So instead of “separate, but equal”…

August 10th, 2010

…we got “not separate, cialis sale no rx and unequal?”

t seems horribly unfair and contrary to all the good intentions of school desegregation: black kids who do well in class get accused of “acting white.” Stuart Buck explores the roots of this contentious phrase in “Acting White: The Ironic Legacy of Desegregation, mind ” recently released by Yale University Press. Buck, pharmacy an honors graduate of Harvard Law School and a Ph.D. student in education policy at the University of Arkansas, explains that despite its noble impulses desegregation often destroyed black schools and placed black kids in an uncomfortable, white environment. The result: if you excelled, you were acting white.

Entry Filed under: Observations

6 Comments Add your own

  • 1. Nick  |  August 10th, 2010 at 2:09 pm

    So here is an intellectual exercise as a libertarian…

    Assuming of course that we don’t want to go back to segregation as it was because it was abhorrent from an equality standpoint… but taking into account these types of social consequences…

    One is forced to asked why segregation is so bad? Is it simply because black kids and white kids were in different schools, or is it because we forced them to be.

    And if there was a benefit to those kids, and their parents choose to segregate, is that acceptable?

    Just like some parents like having single sex classrooms, maybe some parents want single race classrooms.

    So is it the segregation, or who chooses to segregate that is the problem?

  • 2. John Foust  |  August 10th, 2010 at 2:43 pm

    The problem was racism embedded in the structure of government and business. That’s what led to segregation, de facto and de jure.

  • 3. TerryN  |  August 10th, 2010 at 6:06 pm

    I’d say the racism in government and business was a symptom. It would not exist there if it didn’t exist in society first.

    Yes black kids were in schools forced on them because of racism but they didn’t worry about acting white.
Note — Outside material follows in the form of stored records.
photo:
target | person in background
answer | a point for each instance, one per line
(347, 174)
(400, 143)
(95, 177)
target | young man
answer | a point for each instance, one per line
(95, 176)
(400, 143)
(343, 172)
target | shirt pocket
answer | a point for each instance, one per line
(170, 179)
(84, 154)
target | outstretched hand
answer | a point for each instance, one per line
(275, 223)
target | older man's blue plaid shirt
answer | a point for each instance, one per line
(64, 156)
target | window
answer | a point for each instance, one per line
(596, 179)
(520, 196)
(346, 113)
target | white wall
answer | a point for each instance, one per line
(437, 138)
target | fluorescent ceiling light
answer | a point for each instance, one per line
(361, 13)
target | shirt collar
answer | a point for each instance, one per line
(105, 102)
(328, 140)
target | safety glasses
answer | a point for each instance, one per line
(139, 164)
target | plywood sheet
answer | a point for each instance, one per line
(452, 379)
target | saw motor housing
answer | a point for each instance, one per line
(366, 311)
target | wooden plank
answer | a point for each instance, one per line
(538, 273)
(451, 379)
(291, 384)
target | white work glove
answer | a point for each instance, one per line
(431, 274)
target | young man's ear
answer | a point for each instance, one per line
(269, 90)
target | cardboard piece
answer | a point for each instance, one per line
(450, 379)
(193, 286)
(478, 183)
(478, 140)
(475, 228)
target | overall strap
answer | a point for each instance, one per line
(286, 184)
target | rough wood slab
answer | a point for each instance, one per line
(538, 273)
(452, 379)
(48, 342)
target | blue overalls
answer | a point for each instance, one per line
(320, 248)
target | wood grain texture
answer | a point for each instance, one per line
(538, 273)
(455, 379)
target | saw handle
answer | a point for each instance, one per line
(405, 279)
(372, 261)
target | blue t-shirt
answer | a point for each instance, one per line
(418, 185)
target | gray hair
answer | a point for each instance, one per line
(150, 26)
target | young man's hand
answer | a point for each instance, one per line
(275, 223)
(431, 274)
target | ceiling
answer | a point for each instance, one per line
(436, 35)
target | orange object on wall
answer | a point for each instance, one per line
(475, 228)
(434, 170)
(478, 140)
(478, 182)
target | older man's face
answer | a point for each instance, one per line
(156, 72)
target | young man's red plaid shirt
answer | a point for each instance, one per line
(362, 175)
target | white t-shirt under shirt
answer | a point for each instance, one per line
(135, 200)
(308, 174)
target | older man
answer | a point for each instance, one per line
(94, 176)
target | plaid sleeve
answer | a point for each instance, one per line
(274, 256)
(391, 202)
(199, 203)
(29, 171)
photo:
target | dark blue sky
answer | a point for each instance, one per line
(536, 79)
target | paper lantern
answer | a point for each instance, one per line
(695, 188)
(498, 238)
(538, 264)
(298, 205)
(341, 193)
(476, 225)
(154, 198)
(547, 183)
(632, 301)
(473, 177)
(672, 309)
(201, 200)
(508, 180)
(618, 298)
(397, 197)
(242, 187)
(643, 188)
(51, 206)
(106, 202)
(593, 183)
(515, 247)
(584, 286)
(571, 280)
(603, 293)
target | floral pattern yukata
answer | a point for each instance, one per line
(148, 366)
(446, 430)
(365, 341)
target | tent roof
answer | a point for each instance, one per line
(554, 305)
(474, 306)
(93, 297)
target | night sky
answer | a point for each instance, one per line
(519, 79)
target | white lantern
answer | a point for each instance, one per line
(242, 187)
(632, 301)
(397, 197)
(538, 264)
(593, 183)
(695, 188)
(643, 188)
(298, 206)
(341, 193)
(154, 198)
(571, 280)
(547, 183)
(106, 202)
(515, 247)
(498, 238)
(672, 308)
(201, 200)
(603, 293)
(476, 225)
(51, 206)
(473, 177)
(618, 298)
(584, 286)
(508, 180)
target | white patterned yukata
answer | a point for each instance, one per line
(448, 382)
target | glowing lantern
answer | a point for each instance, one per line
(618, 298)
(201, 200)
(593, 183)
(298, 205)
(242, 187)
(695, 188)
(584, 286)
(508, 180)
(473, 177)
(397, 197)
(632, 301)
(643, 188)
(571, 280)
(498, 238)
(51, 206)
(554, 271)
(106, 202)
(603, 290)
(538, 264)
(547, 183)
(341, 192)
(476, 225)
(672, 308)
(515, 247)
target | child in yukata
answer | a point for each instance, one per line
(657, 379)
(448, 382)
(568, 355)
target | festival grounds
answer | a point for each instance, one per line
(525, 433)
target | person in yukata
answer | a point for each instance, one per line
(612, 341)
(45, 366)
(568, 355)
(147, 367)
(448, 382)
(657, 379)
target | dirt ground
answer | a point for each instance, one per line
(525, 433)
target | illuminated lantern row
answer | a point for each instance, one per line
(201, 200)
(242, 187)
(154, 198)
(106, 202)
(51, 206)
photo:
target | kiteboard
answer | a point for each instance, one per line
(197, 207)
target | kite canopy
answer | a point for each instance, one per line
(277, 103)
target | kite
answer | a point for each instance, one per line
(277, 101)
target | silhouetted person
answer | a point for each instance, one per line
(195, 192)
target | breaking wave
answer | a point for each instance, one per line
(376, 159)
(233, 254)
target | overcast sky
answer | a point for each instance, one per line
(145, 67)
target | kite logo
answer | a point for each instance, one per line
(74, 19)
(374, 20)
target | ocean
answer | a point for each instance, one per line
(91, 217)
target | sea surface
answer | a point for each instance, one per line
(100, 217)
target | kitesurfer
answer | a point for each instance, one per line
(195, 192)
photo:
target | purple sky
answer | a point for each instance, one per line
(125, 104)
They did the best they could with what they had.

  • 4. John Foust  |  August 10th, 2010 at 7:40 pm

    Yet something has changed… at least more so up here in the North, our society no longer thinks it is acceptable to move that private racist thought into action in the form of outright government-led bias against someone because of the color of their skin. What changed, Terry?

  • 5. TerryN  |  August 10th, 2010 at 9:06 pm


  • 6. TerryN  |  August 10th, 2010 at 9:17 pm

    I wouldn’t rest on my, up north laurels. My first wife who grew up in Grand Prairie, TX was beside herself at the blatant segregation here vs where she grew up in the 60’s and 70’s..

    I saw it too, after I lived in Texas for a few years.